🔮 Sunday commentary: Policy as code
I invited EV member Vass Bednar to share her thinking on the intersection of policy and technology in today’s Sunday commentary. Enjoy, and thank Vass by sharing her essay on Twitter.
Hi, I’m Vass Bednar. I’m the founder of “regs to riches,” a senior fellow at the Centre for International Governance Innovation (CIGI), a Public Policy Forum Fellow and the Executive Director of McMaster University’s MPP in Digital Society Program. I spent two years on Airbnb’s public policy team helping to bring forward regulations for short-term rentals from 2017-2019. Much of my current research and policy advocacy is focused on improving competition law in Canada. In this guest essay, I’m switching gears to offer a perspective on a new role for technologists to better inform public policy design and accelerate implementation.
Uber’s aggressive tactics in the 2010s inappropriately characterised the space between tech companies and governments. The adversarial legacy is characterised by scepticism and dissonance between the two sides. As residual mistrust endures, it hurts the broader policy process by perpetuating a disconnect between policy ideas and their technical viability.
As the terms of policy priorities are debated, technology firms may insist to government officials that technical compliance with a proposed regime is too difficult - if not impossible - to implement. A government currently has no real way to validate such a claim - though it may occasionally be true - for instance, the initially proposed Online Harms approach in Canada imagined humans would be able to enforce a 24-hour takedown standard. This was going to mean that the government would have to hire thousands of people to monitor the internet, without any clarity on how this was going to happen or how it would be resourced.

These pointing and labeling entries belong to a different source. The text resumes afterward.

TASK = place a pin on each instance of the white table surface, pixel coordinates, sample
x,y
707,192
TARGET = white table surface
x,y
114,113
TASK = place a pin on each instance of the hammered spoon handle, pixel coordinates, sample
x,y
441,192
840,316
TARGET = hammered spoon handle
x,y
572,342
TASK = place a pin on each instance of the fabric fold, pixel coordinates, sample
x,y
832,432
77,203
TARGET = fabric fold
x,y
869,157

In reconciling the demands of technology to the traditions of public policy processes, we have under-explored the need to infuse the expertise of coders into policy design early and often. After a new law is passed, tech firms of all sizes typically have to translate new rules directly to their tech stack. And this is not always possible. That’s why any digital policy needs to be re-articulated in proposed open-source code as part of introducing legislation. It’s time for a new linguistic layer that expresses the viability of a policy proposal through technical specs.

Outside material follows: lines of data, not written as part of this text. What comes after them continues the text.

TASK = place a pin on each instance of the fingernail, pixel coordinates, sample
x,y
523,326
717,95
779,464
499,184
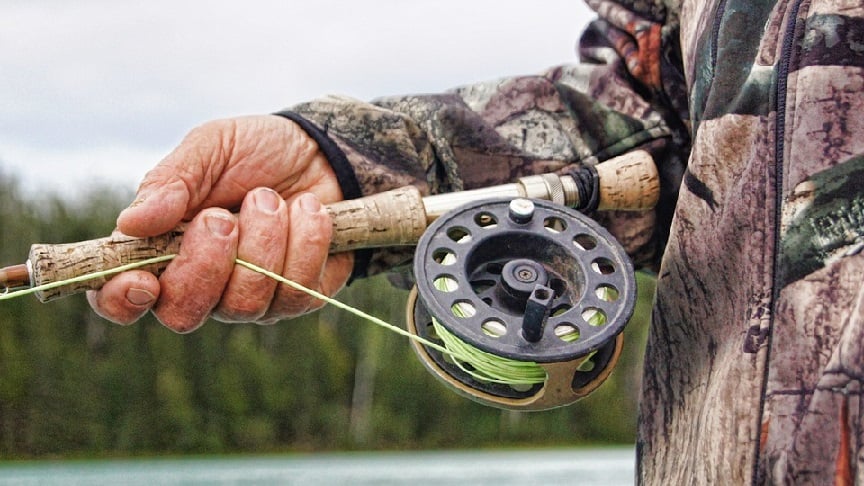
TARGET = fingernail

Governments need to be able to prove that any proposed intervention designed for a digital economy is buildable, instead of presuming its viability. Anything else is irrational.
One way to achieve this would be to invite technical experts to advise on the feasibility of a new policy proposal, or invite concurrent consultants to interpret the proposal and mock up a roadmap of how to build a new rule. Government should also then act as a resource for firms of all sizes to achieve compliance with new policies, instead of abandoning them to their own devices. Too often, regulatory compliance becomes a form of arbitrage whereby the largest firms have the resources to comply with new expectations and smaller firms struggle; as has been observed with GDPR and CCPA. This too, is not ideal as it skews the playing field.